Photo by Tim Sackton, licensed under CC BY SA.

I’m going to make this personal.

The office space for adjuncts in the social sciences at the University of Houston–Downtown has no windows. I call it “the bat cave,” due to its dimness. What the office does have is a row of desks and a printer. It is home to some of the most committed teachers I’ve met anywhere.

I used to have a desk. In my own office.

In my twenties I was an assistant professor at a design school in Rhode Island. Typography and print design were my specialties. It was a secure academic job, and I left it to pursue an expensive master’s degree in the social sciences. Why? A combination of unrealistic professional advice, and a sense that I really ought to be an anthropologist.

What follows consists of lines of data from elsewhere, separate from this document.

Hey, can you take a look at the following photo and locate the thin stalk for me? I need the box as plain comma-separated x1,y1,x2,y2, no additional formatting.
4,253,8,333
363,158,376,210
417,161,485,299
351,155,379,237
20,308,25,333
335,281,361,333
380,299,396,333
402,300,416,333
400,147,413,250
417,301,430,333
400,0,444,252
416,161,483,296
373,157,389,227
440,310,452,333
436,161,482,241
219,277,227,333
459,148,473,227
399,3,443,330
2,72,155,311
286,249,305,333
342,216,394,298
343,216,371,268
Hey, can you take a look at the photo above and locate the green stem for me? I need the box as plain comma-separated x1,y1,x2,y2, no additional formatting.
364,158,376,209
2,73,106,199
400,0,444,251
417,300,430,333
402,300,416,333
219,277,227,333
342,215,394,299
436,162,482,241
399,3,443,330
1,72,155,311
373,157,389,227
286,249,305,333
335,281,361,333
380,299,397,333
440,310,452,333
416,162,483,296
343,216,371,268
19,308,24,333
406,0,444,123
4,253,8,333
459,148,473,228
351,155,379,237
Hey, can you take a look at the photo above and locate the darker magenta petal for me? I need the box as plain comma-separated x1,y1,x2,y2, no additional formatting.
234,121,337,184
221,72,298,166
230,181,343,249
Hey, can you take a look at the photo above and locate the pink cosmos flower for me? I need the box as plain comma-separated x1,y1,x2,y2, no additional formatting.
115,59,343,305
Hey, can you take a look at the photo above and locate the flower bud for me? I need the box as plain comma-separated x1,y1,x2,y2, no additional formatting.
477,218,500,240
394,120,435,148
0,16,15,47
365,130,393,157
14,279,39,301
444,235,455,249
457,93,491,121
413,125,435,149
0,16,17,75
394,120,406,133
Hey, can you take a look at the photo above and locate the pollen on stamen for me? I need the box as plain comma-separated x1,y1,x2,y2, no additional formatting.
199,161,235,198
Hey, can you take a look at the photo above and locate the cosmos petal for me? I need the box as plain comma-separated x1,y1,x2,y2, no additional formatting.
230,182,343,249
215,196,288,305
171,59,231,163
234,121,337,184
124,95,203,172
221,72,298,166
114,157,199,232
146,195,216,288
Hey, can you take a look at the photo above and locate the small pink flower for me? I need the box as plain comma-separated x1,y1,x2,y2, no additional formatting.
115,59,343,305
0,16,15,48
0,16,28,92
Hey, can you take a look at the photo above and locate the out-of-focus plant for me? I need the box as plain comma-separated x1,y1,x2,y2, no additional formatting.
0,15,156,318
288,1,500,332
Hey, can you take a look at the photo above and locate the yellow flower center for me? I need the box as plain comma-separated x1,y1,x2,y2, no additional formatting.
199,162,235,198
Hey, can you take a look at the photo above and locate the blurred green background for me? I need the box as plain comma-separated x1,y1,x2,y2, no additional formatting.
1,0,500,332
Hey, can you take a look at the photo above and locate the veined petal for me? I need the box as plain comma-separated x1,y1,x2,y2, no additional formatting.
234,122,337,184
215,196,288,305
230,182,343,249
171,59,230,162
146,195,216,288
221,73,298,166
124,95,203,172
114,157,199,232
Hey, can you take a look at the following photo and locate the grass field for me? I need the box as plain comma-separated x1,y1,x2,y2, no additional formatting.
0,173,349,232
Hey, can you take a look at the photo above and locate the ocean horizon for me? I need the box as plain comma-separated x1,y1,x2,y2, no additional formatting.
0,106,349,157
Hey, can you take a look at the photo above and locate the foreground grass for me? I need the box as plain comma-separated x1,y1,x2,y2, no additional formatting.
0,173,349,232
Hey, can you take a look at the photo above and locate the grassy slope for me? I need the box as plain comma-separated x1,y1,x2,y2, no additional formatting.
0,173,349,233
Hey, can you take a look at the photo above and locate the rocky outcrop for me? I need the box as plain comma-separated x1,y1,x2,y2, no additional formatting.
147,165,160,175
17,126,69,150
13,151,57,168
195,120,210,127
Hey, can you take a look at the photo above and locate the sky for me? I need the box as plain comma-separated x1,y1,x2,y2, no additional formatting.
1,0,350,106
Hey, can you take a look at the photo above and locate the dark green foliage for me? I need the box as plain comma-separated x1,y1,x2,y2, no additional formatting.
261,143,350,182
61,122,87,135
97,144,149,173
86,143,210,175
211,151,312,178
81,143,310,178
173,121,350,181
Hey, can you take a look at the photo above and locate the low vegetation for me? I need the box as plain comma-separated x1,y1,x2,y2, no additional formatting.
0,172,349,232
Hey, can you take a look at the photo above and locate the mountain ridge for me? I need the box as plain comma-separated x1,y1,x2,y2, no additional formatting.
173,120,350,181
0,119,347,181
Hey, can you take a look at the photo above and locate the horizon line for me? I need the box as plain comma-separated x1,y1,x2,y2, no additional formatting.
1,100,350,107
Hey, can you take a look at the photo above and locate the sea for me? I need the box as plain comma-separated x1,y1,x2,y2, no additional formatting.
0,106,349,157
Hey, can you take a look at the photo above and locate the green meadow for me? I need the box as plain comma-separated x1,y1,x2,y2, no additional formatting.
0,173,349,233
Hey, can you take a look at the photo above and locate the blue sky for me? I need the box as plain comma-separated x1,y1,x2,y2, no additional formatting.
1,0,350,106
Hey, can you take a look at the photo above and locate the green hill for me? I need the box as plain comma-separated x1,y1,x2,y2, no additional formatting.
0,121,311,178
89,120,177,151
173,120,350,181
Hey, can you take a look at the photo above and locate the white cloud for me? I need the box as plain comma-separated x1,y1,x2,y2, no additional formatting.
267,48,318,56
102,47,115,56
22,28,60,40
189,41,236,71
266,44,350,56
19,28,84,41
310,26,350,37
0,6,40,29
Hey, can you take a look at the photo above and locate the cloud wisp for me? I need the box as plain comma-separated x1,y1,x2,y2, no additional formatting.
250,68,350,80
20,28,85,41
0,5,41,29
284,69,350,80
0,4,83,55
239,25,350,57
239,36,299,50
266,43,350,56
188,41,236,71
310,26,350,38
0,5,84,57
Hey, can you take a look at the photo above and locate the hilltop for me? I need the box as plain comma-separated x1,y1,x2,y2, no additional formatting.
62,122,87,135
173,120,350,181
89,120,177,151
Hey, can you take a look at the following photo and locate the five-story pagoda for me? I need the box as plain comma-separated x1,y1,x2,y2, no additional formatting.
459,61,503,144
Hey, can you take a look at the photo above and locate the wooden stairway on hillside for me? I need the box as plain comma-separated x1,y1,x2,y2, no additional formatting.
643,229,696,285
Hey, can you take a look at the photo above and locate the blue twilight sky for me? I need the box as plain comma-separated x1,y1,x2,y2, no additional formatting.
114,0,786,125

I ultimately moved on to a PhD program, and I beat some serious odds in being offered a tenure-track position. But, in the end, I couldn’t accept the job. My family can’t leave Houston at the moment. So I committed one of the cardinal sins of female academics by putting my family’s well-being ahead of my own. Not being willing to commute by airplane to see my toddlers on the weekend (which was suggested to me by two senior anthropologists). Not being willing to move half of us (suggested by another).

So, as I’ve written elsewhere, I’m a slave to a relevant position opening up at one of the local universities. And Houston is not much of an anthropology town, Writing Culture(and this journal) aside.

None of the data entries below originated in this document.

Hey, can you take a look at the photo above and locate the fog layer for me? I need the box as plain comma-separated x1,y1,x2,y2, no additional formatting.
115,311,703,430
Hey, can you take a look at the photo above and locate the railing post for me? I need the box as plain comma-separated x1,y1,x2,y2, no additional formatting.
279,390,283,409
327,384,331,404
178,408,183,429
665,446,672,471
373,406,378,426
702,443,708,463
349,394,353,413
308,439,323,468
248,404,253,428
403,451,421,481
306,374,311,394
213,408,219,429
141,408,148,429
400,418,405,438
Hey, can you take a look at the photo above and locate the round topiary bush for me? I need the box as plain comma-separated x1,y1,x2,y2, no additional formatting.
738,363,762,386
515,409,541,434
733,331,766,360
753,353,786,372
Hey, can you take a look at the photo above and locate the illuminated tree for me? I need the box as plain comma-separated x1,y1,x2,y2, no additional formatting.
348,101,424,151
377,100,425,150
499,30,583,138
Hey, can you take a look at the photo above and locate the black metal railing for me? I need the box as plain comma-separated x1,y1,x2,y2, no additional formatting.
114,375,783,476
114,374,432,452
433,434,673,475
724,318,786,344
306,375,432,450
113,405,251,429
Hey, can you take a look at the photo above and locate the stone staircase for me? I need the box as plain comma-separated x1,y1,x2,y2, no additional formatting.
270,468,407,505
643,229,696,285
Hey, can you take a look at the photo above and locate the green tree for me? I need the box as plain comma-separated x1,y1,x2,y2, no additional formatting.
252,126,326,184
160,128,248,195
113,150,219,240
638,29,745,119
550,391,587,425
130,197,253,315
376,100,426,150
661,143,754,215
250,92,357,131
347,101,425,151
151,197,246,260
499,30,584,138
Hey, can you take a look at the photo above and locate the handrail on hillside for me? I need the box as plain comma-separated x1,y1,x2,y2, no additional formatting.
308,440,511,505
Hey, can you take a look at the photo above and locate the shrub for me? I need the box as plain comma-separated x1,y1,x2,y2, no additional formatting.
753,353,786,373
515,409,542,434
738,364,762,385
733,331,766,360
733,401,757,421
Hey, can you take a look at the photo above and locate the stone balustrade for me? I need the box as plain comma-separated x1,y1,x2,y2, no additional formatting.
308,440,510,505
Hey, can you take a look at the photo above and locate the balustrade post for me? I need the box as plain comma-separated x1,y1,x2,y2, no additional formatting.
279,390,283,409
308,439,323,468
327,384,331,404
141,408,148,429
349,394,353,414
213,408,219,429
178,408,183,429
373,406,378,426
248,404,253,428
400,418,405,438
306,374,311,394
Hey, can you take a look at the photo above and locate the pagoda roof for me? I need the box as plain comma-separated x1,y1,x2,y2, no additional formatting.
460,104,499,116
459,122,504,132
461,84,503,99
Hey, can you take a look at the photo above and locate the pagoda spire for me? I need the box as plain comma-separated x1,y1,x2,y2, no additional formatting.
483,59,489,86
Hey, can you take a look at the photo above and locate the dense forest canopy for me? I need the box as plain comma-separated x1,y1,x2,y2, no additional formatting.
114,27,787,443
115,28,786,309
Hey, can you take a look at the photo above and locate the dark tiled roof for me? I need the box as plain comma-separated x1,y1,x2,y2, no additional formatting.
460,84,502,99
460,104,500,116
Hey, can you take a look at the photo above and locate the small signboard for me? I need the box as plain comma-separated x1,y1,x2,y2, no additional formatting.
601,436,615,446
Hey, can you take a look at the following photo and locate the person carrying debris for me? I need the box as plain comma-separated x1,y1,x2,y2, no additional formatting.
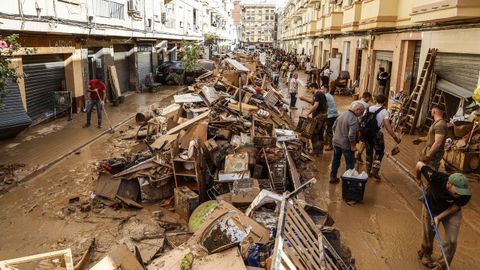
356,92,373,163
413,104,447,170
83,79,106,129
361,94,401,180
376,67,390,95
329,101,365,184
289,73,299,109
301,83,328,155
415,161,471,270
321,85,338,151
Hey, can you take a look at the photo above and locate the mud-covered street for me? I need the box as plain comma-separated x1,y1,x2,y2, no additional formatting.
1,74,479,269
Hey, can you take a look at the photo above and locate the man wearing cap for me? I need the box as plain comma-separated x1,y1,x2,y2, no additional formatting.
414,104,447,170
415,161,471,270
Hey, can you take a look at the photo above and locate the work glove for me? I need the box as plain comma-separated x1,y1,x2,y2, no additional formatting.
413,138,422,145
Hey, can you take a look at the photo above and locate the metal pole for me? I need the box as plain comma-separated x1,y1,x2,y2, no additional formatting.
420,187,451,270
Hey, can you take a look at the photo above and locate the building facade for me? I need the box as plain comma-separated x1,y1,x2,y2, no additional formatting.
201,0,236,53
280,0,480,126
0,0,235,137
240,3,276,48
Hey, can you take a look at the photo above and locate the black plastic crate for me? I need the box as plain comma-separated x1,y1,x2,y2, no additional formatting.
341,176,368,202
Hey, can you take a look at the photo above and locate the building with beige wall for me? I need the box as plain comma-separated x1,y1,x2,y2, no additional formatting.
240,3,277,48
0,0,236,137
280,0,480,127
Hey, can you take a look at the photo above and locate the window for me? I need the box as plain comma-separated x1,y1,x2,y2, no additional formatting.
265,15,269,20
96,0,125,19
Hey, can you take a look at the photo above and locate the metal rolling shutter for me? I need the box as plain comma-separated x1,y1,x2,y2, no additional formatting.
138,52,152,84
0,81,32,139
376,50,393,62
434,52,480,92
137,46,153,85
23,55,65,121
114,46,131,93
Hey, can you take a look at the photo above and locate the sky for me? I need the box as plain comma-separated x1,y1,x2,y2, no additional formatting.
241,0,288,9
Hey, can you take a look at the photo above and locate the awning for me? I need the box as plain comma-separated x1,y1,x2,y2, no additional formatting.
436,79,472,99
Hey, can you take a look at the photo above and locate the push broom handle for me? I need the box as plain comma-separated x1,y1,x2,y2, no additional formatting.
420,186,451,270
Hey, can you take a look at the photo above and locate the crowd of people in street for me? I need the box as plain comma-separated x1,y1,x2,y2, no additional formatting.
263,48,472,270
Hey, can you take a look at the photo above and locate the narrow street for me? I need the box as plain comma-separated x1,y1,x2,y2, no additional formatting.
1,72,479,269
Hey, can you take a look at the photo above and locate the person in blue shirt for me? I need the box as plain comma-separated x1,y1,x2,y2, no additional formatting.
320,85,339,151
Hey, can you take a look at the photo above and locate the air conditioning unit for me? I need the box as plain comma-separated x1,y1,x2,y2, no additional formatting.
128,0,138,11
357,38,368,49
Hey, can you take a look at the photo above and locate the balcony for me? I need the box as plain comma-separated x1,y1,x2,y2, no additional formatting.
323,12,343,35
410,0,480,23
306,21,318,37
342,1,362,32
358,0,398,30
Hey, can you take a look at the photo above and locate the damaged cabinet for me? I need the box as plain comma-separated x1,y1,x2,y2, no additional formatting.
171,140,207,202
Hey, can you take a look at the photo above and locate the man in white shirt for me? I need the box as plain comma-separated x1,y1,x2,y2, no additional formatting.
363,94,401,180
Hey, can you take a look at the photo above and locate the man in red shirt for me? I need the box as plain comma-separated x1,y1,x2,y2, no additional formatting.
83,79,106,128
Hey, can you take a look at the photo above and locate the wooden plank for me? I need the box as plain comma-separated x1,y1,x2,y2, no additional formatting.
283,246,308,270
108,65,122,98
293,203,321,235
166,110,210,135
285,212,323,266
283,225,320,269
0,249,74,270
227,102,258,113
225,59,250,72
285,211,323,264
284,143,304,200
271,196,288,270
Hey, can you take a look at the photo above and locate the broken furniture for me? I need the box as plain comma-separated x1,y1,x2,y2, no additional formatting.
252,118,277,147
271,182,354,270
174,186,200,222
171,140,207,202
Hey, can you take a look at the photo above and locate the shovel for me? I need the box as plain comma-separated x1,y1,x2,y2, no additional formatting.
390,134,404,156
94,89,114,134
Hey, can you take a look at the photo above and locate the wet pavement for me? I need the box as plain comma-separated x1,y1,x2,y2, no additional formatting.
0,76,479,269
0,87,180,191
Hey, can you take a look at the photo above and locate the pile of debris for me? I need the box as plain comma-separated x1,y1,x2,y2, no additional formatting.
0,57,355,270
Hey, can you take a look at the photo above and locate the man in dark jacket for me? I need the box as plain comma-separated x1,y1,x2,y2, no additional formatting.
329,101,365,184
376,67,390,95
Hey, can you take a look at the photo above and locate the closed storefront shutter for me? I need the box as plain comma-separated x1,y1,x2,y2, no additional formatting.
375,50,393,62
137,45,152,85
23,55,65,121
434,52,480,92
0,81,32,139
114,45,131,93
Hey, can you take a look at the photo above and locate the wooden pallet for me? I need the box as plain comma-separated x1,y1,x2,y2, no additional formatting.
400,48,438,134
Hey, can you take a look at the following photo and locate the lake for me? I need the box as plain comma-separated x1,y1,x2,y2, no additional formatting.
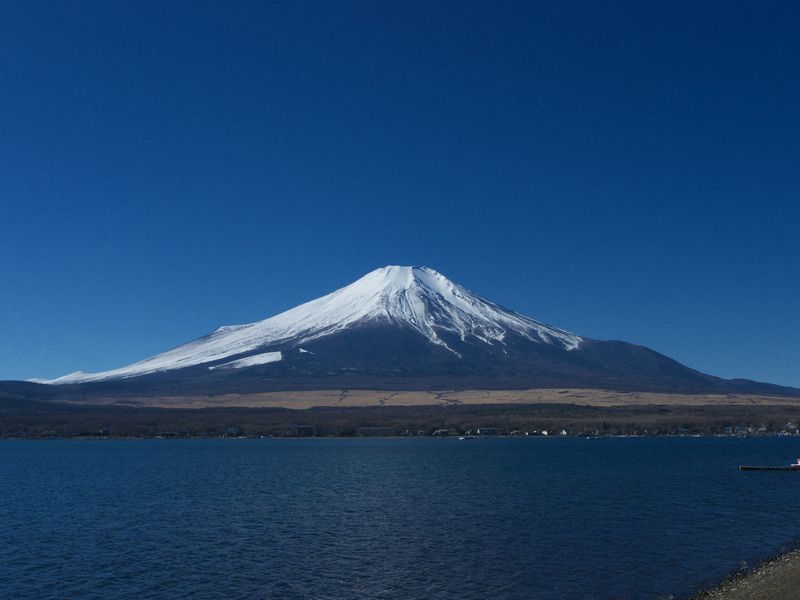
2,437,800,599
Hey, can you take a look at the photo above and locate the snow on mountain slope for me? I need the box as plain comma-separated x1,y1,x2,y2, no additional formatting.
44,266,582,384
208,351,282,370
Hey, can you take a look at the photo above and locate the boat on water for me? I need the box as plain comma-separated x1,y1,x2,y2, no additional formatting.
739,458,800,471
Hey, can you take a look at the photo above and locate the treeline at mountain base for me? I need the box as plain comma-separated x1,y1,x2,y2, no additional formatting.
4,396,800,439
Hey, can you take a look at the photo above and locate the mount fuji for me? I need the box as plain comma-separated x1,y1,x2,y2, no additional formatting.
25,266,799,396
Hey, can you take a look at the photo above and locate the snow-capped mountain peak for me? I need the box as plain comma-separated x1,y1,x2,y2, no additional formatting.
43,266,582,384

Opportunities for work as an academic anthropologist are limited, in part, because many departments refuse to evolve, teaching courses on topics irrelevant to students’ career goals or research budgets. I saw one local department dissolved entirely after the senior faculty refused to teach new courses or even to incorporate texts written after the 1970s.

As an adjunct, I have been part of a maddening dance in which I report my students’ interest in topics ranging from business anthropology to the anthropology of design to usability studies. I offer to share sample syllabi with the departments I work for. I offer to cross-list my courses with the business and design schools. But reluctant full-time colleagues say “there isn’t much student interest in anthropology.” Or, worse, “we can’t let you do that because it might draw students away from the courses of full-time faculty.”

Whatever the reason, students are not being served by these games, and they are not enrolling in anthropology courses at the universities where faculty refuse to acknowledge the ways that anthropological methods are used outside of academia. Indeed, I see more references to anthropology in job ads for technology companies these days than I do on academic job boards. But most of us have to find our way to these ads on our own.

When I scan the anthropology course listings at universities in the city where I live, I see courses on almost every part of the world, structured around scholarship built on rich and lengthy fieldwork. Yet there is just one course (not currently being offered, but a placeholder in the catalog) on applied anthropology. And nothing that suggests an informed perspective on the booming user experience industry, in which I also work.

In the essay at the center of this forum, David Platzer and Anne Allison write that “such ignorance stems . . . from the stigma that still attends applied and nonacademic work within anthropology.” I remember a fellow graduate student coming to me and confiding that he did not intend to seek an academic position. He felt that he couldn’t tell the faculty in our department, at the risk of falling out of favor. My professionalization included the study of successful academic job letters, but when I graduated I had to book an appointment with my university’s career services office and sheepishly ask how to write a resume. (You don’t put everything you’ve ever done on it? Where do your conference presentations go?)

I did this in secret, just like my colleague.

* * *

The business anthropology contingent of the American Anthropological Association (AAA) is vibrant and dedicated, but there are a few things I noticed at the 2017 annual meeting: 1) we all go to each other’s panels; 2) the majority of AAA members do not (this is common, admittedly, for panels devoted to a single region or subspecialty); 3) most of the applied anthropologists I know avoid the annual meeting, because they feel that the conversations there are largely irrelevant to them, and; 4) the sense of urgency felt by many in the business anthropology contingent is not shared by academic anthropologists.

As a business anthropology panel organizer, and as someone who has been vocal about both my lingering desire for a full-time academic position and my decision to make radical compromises in my own life, I receive two or three inquiries a week on LinkedIn (didn’t know what that was until 2015!) asking me for advice on moving from the academic world to the business world. I have some insight on this process. But it’s hard to talk to accomplished people about how little most people in the business world care about their academic accolades. They care about positions held and portfolios. These talented academics are thus facing the need to start over, to learn a new set of buzzwords and to accept junior status in an organization despite their years of research experience.

While, in graduate school, we measured success in terms of our mastery of a theoretical canon, the business world generally isn’t interested in our citations of Weber or Durkheim. But it is, in its own way, profoundly interested in research methods. Alas, most of those that it has embraced belong to psychology and sociology (two fields far less skittish about applied research than our own).

Let me be clear: my ambivalence about the business world lingers, after years of training have left me with the standard critiques ready at hand. But the city where I live, a practical place with a legacy of unabashedly pursuing wealth, presents a useful case study of what happens to departments that refuse to swallow their pride and meet students’ needs.